I can relate to this big time! I have TONS of projects that I have abandoned as a result of quitting during the dip. The only way i can think of combatting this is to stretch out the development process and really take your time getting others thought and advice before launch. This way you are making that transition from the thrill to the grunt work longer, and hopefully minimizing the Dip.

Cameron 2 Cameron 10.10.08 at 2:22 pm

< raises hand. I’m definitely guilty of this one on some level. While I’ve definitely seen a lot of projects through, I also have a grip load of half baked websites lying around just waiting to be finished. I partially chalk it up to lack of interest in the particular project or subject though.

I’d also add that if you find yourself continually in these situations you need to find a way to make it work for you. For some people, this is just how their personalities work and it’s not a bad thing, unless you make it a bad thing. Consider bringing on a partner or hiring someone that is strong in the areas you’re not, otherwise you may never complete a project.

SEOAly 3 SEOAly 10.10.08 at 4:50 pm

It’s almost like I knew this post was coming…and I knew it was going to wag a giant finger RIGHT AT ME. As usual, Rae…you couldn’t be more right. I currently have two affiliate sites, one of which I actually started working on this morning after months of woeful neglect. The irony is that I started working on it long before reading this post just now.
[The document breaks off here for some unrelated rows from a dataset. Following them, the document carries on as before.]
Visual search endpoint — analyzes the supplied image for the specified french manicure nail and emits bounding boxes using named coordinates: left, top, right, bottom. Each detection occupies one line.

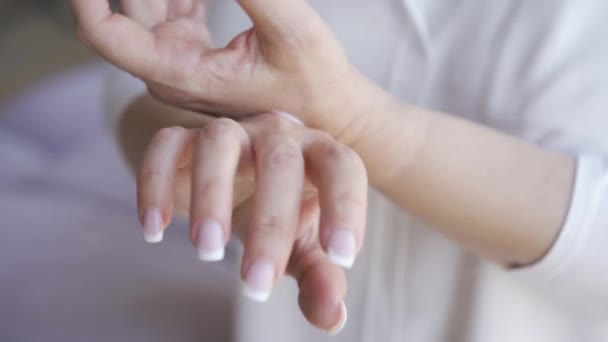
left=327, top=229, right=357, bottom=269
left=328, top=301, right=348, bottom=335
left=242, top=260, right=275, bottom=302
left=197, top=221, right=225, bottom=262
left=142, top=208, right=163, bottom=243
Like I said, it’s like I knew this was coming.

Thanks for the kick in the ass. I think I needed you to call me out, albeit indirectly, for being a lazy quitter in order to realize that I’ve got no one to blame but myself for the fact that I depend on a paycheck instead of working for myself.

4 SEO Dan 10.17.08 at 12:14 pm

I suffer from this problem like most drug addicts. I have an addictive personality, and a very short attention span. (side effect of being a Gen-Y child) I find it difficult to stay with one thing for very long, thankfully I have encouragement behind the scenes and I am able to stick with what is important. If not for having support, I would definately bounce around like Rae talks about in the article!

5 nuevojefe 11.01.08 at 10:57 pm

I think this is where partnering comes in if you can’t exercise the discipline to avoid doing this.

Find a balance and work hard on a system that works and if you’re successful with it you may actually be able to do what you do best - create concepts and execute on them - letting someone else be responsible for certain aspects beyond that.

6 Paul 11.02.08 at 7:40 pm

um, yeah. It’s called sticktoitiveness, the lack of which has been the bane of my entire existence - but I’m starting something now that’s gonna be freakin’ hawt! ;-)

In all seriousness though, the proliferation of such behavior is in part due to the marketers (and I use that term loosely) whose entire business model is built on selling dreams rather than teaching reality.

Spend an hour a week in front of the computer in your underwear and you’ll be filthy rich!

Not.

Rae Hoffman 7 Rae Hoffman 11.04.08 at 11:31 am

Yeah, don’t get me wrong - having a partner has been good for me, but I still own other sites outside of that partnership and can’t always depend on him to get my ass in gear, if that makes sense ;-)

@paul everyone is always looking for the silver bullet (see #3 in the series LOL)

eathan 8 eathan 11.14.08 at 7:07 pm

Then again, if the habit was really really really bad, a person could do alright. A few hundred half finished websites could generate a decent income…

9 Leicester Design 01.05.09 at 7:56 am

I think this one of the key problems most developers have, they spend ages designing and developing a site, but when it comes to marketing they get lazy and leave the site, in my eyes half done.
I agree with eathan though, having a 100 half finished sites could still help generate a decent income with a little luck, but still nowhere near the potential income of 10 well made marketed websites.